Age <39 years (range 22‐38)
Type of infertility: majority primary infertility (treatment group 73%, control group 63%)
Duration of infertility not stated.
Investigative work‐up not stated.
Contributary causes to infertility: not stated.
Previous fertility treatment: not stated; no previous IVF.

Diagnosis of tubal pathology: by HSG or laparoscopy. 37(51%) had ultrasound visible hydrosalpinges compared to 42(57%).

Characteristics and distribution of tubal pathology: Hydrosalpinges. Bilateral in 69(59%) and 36(41%); unilateral in 47(41%) and 52(59%).

Characteristics of IVF treatment :
IVF protocol: Long GnRh antagonist protocol, with either HMG of FSH.
1‐2 IVF ovarian stimulation cycles per woman.
Mean oocytes retrieved at IVF (SD) ‐ 10.6 (5.9) in the salpingectomy group; 10.6 (6.1) in the non intervention group. Proportion undergoing ICSI, 13.1% in the salpingectomy group; in the non intervention group12.6%. Mean no. of fertilized and cleaved oocytes in treatment group 6.8 (4.8); 7.0 (4.9) in the non intervention group. Mean embryos transferred per cycles (SD) ‐ treatment group 2.0 (0.3); 2.0 (0.4)in the non intervention group.

Interventions

Laparoscopic bilateral or unilateral salpingectomy (or, if technical difficulties e.g. extensive adhesions, proximal ligation and distal fenestration recommended) VERSUS no surgery.

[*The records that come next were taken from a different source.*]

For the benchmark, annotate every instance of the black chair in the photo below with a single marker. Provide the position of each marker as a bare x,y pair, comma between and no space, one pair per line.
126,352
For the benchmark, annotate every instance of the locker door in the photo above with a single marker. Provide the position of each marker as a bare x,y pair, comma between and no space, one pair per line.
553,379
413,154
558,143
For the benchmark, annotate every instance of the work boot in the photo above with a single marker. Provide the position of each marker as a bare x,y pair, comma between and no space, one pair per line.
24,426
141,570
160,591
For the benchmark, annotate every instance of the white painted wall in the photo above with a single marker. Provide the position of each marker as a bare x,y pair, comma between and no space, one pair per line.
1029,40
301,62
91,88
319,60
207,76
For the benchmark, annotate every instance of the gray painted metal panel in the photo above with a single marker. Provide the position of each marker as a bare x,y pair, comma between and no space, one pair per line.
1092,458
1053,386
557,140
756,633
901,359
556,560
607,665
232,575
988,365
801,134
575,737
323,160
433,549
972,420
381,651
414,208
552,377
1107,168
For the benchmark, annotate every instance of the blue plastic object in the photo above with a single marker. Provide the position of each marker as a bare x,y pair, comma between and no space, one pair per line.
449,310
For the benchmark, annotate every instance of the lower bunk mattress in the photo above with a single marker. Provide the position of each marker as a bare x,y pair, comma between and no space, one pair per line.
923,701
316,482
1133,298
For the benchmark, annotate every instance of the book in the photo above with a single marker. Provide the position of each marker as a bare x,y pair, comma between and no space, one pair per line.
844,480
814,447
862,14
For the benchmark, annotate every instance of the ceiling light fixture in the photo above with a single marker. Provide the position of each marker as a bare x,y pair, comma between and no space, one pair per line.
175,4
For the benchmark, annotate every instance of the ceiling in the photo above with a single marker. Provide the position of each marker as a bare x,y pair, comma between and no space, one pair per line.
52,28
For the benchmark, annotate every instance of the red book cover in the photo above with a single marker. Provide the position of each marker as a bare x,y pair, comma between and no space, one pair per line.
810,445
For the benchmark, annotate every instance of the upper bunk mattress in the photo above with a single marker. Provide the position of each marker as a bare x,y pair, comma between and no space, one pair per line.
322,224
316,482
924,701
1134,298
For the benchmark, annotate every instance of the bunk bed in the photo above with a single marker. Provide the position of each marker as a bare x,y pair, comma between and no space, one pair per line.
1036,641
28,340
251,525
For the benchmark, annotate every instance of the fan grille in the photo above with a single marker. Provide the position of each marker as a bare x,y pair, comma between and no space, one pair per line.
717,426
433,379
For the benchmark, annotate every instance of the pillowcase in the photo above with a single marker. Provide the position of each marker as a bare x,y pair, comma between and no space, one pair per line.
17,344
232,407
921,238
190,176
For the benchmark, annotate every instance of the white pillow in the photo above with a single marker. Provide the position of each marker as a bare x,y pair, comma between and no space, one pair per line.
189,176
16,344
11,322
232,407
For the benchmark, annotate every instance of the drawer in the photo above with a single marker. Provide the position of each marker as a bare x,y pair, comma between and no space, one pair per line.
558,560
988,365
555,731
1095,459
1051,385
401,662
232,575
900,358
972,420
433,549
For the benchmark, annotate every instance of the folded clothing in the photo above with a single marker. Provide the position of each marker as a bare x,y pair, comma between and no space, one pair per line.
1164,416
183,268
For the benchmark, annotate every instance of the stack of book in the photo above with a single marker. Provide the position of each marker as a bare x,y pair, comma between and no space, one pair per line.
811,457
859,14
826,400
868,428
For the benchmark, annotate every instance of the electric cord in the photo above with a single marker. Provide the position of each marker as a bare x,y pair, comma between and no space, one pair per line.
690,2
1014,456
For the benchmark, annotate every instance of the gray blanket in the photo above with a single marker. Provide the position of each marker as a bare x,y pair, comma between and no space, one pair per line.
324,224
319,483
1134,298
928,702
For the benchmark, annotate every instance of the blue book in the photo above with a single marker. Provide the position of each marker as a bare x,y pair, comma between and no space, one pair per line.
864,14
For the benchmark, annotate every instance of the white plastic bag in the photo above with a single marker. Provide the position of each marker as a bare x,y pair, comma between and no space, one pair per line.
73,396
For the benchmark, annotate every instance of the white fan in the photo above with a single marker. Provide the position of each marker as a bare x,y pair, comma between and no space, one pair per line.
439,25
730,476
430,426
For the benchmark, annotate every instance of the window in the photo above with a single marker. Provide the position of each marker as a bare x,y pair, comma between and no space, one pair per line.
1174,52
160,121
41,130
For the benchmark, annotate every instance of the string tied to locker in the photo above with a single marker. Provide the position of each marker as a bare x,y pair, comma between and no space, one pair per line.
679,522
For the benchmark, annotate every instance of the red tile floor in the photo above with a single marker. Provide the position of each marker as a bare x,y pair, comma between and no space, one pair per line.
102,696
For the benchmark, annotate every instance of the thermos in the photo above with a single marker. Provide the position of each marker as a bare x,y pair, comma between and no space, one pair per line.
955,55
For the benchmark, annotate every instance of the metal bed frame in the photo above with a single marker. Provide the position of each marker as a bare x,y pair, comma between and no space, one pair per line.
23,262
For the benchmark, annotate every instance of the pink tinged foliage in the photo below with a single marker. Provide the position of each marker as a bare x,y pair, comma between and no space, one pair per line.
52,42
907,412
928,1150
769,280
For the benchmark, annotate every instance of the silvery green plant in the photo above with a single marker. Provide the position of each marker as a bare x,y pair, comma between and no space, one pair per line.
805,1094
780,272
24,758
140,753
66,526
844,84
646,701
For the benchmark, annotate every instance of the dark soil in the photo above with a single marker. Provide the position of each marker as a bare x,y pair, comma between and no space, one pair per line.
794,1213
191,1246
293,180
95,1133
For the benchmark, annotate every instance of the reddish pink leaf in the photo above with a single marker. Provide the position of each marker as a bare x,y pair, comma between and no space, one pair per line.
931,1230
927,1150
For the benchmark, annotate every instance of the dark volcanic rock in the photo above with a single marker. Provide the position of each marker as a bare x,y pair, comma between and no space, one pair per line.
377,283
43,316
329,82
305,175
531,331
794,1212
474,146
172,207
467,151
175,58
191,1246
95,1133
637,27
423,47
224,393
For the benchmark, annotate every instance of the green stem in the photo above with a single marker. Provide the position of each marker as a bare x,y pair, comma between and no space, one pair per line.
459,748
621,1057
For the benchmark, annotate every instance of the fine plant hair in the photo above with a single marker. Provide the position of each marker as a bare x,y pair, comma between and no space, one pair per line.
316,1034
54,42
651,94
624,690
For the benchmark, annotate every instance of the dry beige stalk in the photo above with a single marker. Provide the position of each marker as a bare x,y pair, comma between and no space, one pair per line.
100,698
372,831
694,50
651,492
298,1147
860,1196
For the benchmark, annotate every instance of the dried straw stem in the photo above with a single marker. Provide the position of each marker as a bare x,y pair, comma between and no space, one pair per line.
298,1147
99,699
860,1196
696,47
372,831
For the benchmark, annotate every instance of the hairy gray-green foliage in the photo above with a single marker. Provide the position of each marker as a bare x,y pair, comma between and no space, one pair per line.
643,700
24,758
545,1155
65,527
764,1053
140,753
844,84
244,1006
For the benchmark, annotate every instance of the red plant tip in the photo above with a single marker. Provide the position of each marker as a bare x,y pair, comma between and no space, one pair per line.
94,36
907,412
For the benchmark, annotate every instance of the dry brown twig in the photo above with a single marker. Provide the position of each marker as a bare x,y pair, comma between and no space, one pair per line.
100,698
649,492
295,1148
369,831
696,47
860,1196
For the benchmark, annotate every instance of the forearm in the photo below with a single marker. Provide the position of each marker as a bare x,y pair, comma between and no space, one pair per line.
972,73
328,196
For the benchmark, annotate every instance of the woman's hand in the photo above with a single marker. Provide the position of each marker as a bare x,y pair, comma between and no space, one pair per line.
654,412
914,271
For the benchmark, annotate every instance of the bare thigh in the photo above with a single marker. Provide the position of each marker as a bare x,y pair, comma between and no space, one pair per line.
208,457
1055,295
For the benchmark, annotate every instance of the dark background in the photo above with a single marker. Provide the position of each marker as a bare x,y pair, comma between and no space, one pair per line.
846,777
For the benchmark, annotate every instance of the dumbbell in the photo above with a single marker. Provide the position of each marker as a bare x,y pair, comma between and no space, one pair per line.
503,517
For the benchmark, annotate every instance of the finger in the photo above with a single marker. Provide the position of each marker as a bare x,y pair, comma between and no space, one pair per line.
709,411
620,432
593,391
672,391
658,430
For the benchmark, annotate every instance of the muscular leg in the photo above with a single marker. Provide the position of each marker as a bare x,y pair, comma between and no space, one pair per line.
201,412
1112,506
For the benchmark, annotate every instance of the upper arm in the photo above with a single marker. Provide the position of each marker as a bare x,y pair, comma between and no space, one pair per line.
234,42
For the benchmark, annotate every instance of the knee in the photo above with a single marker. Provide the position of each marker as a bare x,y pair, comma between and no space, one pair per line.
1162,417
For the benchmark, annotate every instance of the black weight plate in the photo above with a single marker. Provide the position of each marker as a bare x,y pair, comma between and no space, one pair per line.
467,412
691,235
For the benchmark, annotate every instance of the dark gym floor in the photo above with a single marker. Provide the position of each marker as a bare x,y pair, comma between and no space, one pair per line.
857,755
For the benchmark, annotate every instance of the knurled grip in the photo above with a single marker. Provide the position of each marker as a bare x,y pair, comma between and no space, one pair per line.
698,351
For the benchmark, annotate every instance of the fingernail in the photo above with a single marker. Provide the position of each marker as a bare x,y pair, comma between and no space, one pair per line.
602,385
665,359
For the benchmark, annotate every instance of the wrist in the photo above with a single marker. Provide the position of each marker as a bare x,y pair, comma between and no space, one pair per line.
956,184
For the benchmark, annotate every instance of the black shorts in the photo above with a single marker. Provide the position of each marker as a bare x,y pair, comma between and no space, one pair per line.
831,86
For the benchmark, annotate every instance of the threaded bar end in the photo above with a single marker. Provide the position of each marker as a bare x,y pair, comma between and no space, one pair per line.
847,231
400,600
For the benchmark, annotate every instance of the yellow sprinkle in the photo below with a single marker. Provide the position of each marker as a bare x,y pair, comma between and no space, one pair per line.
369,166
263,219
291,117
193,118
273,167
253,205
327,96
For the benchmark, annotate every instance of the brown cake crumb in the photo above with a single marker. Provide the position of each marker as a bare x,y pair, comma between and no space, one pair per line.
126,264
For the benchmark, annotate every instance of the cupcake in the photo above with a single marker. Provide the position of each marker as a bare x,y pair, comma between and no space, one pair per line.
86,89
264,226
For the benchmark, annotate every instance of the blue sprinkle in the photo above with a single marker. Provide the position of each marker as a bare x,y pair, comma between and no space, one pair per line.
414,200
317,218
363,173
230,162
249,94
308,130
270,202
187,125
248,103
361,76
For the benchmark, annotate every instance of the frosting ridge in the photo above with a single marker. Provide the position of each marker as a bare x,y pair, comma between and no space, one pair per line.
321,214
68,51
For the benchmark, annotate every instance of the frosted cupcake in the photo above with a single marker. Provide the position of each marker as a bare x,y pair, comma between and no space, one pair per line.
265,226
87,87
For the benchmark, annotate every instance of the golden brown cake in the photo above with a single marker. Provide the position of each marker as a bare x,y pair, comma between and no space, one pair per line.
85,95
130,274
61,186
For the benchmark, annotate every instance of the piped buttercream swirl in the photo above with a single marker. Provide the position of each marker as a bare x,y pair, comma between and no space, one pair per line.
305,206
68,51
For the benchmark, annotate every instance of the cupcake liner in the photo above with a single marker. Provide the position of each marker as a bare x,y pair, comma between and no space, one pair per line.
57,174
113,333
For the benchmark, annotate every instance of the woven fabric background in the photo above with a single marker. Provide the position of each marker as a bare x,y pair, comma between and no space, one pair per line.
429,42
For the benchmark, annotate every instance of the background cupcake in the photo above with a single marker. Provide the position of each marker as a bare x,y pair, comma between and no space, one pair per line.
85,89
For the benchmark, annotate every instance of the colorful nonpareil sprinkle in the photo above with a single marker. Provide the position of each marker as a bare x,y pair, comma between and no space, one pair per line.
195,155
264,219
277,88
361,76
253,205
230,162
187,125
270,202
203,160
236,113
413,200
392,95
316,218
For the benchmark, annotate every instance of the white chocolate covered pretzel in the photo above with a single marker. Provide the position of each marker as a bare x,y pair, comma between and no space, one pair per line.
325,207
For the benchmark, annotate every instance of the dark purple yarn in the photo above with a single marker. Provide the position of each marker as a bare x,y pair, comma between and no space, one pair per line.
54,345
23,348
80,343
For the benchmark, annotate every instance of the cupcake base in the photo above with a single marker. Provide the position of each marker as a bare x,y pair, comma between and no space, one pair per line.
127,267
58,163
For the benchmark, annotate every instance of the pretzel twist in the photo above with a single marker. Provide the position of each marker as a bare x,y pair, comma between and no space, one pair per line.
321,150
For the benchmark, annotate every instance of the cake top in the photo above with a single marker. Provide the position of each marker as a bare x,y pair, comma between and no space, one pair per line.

Criteria for surgical treatment prior to IVF ‐ Uni‐ or bilateral hydrosalpinges (a distally occluded pathologically dilated tube or one which became pathologically dilated on patency testing by HSG/laparoscopy.
Interval from surgical intervention to IVF ‐ minimum 2 months, IVF was performed in the control group directly after randomisation.
Co‐interventions: none (deviations from protocol though)
Data on surgeons: not stated.

Outcomes

PRIMARY OUTCOMES
Ongoing pregnancy (pregnancy>20 weeks) or delivery rate in first cycle per woman, per started cycle, and per transfer cycle.
Pregnancy rate ‐ per woman, per started cycle and per transfer cycle.
Clinical pregnancy verified by gestational sac on ultrasound.

SECONDARY OUTCOMES
Ectopic pregnancy rate ‐ per implanted embryo's/ clinical pregnancy
Miscarriage rate ‐ not defined, presumably as outcome of clinical pregnancy
Implantation rate ‐ number of gestational sacs on ultrasound divided by the number of embryos transferred.
Multiple pregnancy rate not stated

Notes

‐

Risk of bias

Bias

Authors' judgement

Support for judgement

Allocation concealment?

Low risk

True randomisation ‐ sealed opaque envelopes in blocks of 10‐30.

Blinding?
All outcomes. Participants, outcome assessors, clinicians, statisticians

High risk

No blinding.

Incomplete outcome data addressed?
Intention to treat for primary outcome?

Low risk

'Intention to treat' analysis performed.

Free of selective reporting?

Low risk

No suggestions of selective reporting.

Detection adequate?

Low risk

Follow‐up duration up to 1 IVF cycle (further follow‐up data anticipated).

Source of funding stated?

Low risk

Study was funded by grants from the Goteborg Medical Society, the Hjalmar Svensson Foundation and the society 'ordensallskapet W:6'

Powercalculation performed?

High risk

Power calculation performed ‐ sample size 300 not adhered to due to decrease in recruitment rate.

Loss to Follow‐up explained?

Low risk

Withdrawal and loss to follow up explained.